Wednesday, 18 April 2012

GHOSTS AND MEDIA EXPECTATIONS

Here is an alleged `news item` of a CCTV recording published by The Huddersfield Daily Examiner.
The clip shows a single orb shaped light anomaly recorded inside a railway station retail outlet.
What is remarkable about this clip as a news item is that it is so unremarkable that a media company would want to share it.



The owner of the clip, Darryl Townend explained: “We’ve just had a new security system installed which detects movement.Last week it detected something on three or four occasions – it looks like a white light.It’s globe-shaped, like an orb. It’s certainly strange".

I am not a critic of spiritual orb activity recorded under controlled conditions. Neither do I think that all of these events are not newsworthy. But showing a single white light anomaly floating around an empty shop doesn`t suggest anything that could promote the study of genuine anomalous activity.
In fact, it offers quite the reverse in public generated opinion. To many it is dust or even some type of insect, and if anything it helps to propagate the myth that the paranormal is a crank science.

In my years of research of this phenomena I decided to try and set a standard that creates an absolute in what is required to prove this activity.

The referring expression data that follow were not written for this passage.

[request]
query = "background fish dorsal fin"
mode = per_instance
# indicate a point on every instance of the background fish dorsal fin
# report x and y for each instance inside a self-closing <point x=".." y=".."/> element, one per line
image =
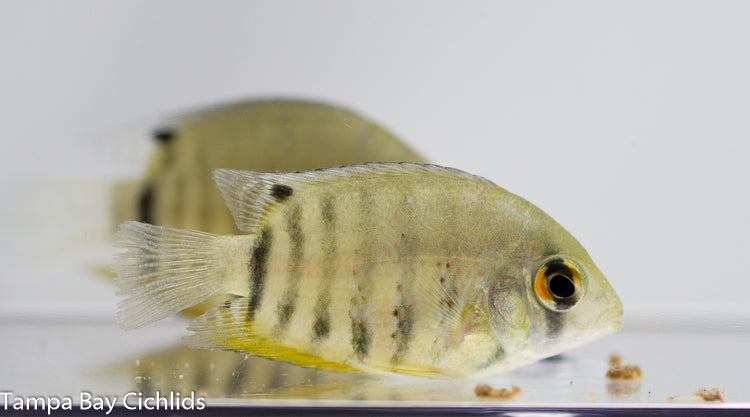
<point x="251" y="196"/>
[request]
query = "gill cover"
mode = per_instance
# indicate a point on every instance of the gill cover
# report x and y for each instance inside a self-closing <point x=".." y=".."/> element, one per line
<point x="508" y="313"/>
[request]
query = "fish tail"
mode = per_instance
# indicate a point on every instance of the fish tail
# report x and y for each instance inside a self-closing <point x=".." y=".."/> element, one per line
<point x="166" y="270"/>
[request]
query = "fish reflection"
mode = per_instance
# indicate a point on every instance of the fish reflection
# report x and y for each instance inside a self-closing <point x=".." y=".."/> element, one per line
<point x="223" y="374"/>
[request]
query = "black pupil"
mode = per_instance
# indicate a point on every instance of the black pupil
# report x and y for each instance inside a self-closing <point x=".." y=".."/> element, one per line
<point x="561" y="286"/>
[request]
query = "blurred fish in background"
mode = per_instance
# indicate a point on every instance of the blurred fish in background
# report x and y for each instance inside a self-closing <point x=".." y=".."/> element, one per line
<point x="264" y="135"/>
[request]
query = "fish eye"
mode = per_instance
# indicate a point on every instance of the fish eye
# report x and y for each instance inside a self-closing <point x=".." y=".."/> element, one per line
<point x="559" y="284"/>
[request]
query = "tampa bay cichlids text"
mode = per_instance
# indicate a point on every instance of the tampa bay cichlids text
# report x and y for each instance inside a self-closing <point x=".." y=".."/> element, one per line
<point x="88" y="401"/>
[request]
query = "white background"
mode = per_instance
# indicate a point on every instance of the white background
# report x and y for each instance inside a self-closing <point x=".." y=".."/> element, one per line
<point x="628" y="122"/>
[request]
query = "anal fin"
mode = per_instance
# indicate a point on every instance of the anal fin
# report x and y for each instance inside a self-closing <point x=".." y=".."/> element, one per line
<point x="226" y="327"/>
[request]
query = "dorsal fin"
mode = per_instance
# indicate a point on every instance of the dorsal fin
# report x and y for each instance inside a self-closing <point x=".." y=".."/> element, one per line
<point x="251" y="196"/>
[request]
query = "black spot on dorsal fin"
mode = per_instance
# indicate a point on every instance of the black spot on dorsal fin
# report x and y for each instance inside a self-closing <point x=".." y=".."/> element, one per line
<point x="281" y="192"/>
<point x="145" y="204"/>
<point x="164" y="134"/>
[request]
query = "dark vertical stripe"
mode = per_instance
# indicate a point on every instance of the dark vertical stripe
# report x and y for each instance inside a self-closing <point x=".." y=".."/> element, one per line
<point x="322" y="320"/>
<point x="404" y="316"/>
<point x="258" y="266"/>
<point x="286" y="308"/>
<point x="360" y="338"/>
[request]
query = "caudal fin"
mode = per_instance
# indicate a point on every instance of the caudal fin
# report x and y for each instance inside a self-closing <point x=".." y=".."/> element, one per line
<point x="166" y="270"/>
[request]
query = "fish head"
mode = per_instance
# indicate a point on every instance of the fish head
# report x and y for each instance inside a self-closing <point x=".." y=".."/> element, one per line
<point x="550" y="301"/>
<point x="569" y="302"/>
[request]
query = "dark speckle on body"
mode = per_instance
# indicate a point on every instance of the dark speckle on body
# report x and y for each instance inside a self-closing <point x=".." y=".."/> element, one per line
<point x="281" y="192"/>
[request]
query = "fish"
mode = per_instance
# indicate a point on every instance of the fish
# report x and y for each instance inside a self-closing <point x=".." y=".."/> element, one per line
<point x="260" y="134"/>
<point x="264" y="135"/>
<point x="408" y="268"/>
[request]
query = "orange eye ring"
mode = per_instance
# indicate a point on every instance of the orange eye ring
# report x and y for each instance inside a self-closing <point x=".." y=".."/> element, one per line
<point x="559" y="284"/>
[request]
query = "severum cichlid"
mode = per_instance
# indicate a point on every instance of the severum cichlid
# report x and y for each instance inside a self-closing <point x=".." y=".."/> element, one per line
<point x="263" y="135"/>
<point x="406" y="268"/>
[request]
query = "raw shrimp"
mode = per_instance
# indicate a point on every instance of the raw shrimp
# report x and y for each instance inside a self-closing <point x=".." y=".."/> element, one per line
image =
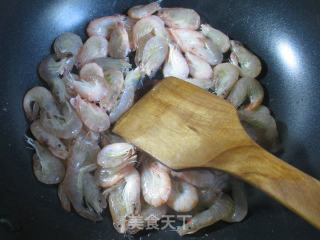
<point x="188" y="40"/>
<point x="65" y="202"/>
<point x="47" y="168"/>
<point x="151" y="24"/>
<point x="114" y="64"/>
<point x="221" y="40"/>
<point x="128" y="24"/>
<point x="131" y="192"/>
<point x="119" y="45"/>
<point x="180" y="18"/>
<point x="50" y="71"/>
<point x="108" y="177"/>
<point x="103" y="26"/>
<point x="199" y="68"/>
<point x="246" y="88"/>
<point x="66" y="45"/>
<point x="118" y="209"/>
<point x="175" y="64"/>
<point x="93" y="88"/>
<point x="92" y="116"/>
<point x="139" y="51"/>
<point x="108" y="138"/>
<point x="207" y="197"/>
<point x="92" y="195"/>
<point x="239" y="197"/>
<point x="116" y="83"/>
<point x="94" y="47"/>
<point x="183" y="197"/>
<point x="116" y="154"/>
<point x="261" y="127"/>
<point x="90" y="69"/>
<point x="39" y="97"/>
<point x="194" y="42"/>
<point x="202" y="83"/>
<point x="127" y="96"/>
<point x="66" y="125"/>
<point x="219" y="210"/>
<point x="225" y="76"/>
<point x="250" y="65"/>
<point x="83" y="148"/>
<point x="55" y="146"/>
<point x="210" y="53"/>
<point x="141" y="11"/>
<point x="148" y="211"/>
<point x="154" y="54"/>
<point x="200" y="178"/>
<point x="155" y="184"/>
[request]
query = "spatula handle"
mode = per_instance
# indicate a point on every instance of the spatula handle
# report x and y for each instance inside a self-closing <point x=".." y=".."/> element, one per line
<point x="290" y="186"/>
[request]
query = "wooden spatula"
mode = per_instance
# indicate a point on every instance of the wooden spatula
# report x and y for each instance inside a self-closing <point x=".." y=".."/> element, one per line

In my work I have shown that real `orb` activity is reactive to human presences. To illustrate that, I have shown that they can be communicated with to provide a response when questioned, such as appearing on request, or actually going directly to me when asked to do so.

In other videos I have illustrated on cam and whilst working in complete darkness that they can actually be observed through the naked eye. Clearly if I can do this, it surely proves that these anomalies are not `dust motes` or other explainable anomaly?





 But unfortunately it is not this type of work that is remembered by the public, it is videos like this from `The Huddersfield Examiner`.

A classic example of a `false positive` was this video circulated through the national media which claimed to show a ghost in the bar of `The Wolfe` Public House in Cumbria, England.




To sensationalise it further, it was claimed that the pub used to be a funeral parlour. What was missing from the media splash, was that careful examination of the video actually shows a bug - probably a moth on the lens of a CCTV camera. At one point you can see the object vibrate as the insect buzzes it`s wings. The reason the anomaly changed shape was more due to the convex nature of the camera lens and not as claimed, the actions of a morphing ghost.

With the absence of any common sense, this clip had the world media working themselves into a hot sweat, and more unbelievably got the attention of the producers of an American Sci Fi  TV show, to send a team over the Atlantic to investigate it. Even more unbelievably, they spent three nights carrying out `scientific tests` but the results or their findings have yet to be seen.

Unfortunately there are now so many such false anomaly videos on sites such as Youtube and LiveLeak that many TV shows across the world are sharing material that is so easy to discredit, and in effect belittles and tarnishes study of a phenomena that has a more crucial role in the understanding of the paranormal than many are prepared to admit.

I think in many cases the media share material such as these examples in a desperate measure to improve falling viewer numbers and to attract potential advertisers as more and more people prefer to surf the internet rather than to buy newspapers or watch mainstream TV.
I would also add that perhaps if they were more discriminating with better researched material that is widely available they might actually reverse the decline. But as with pubs across Britain that are also faced with fewer customers they will eventually disappear from mainstream activity into the annals of history.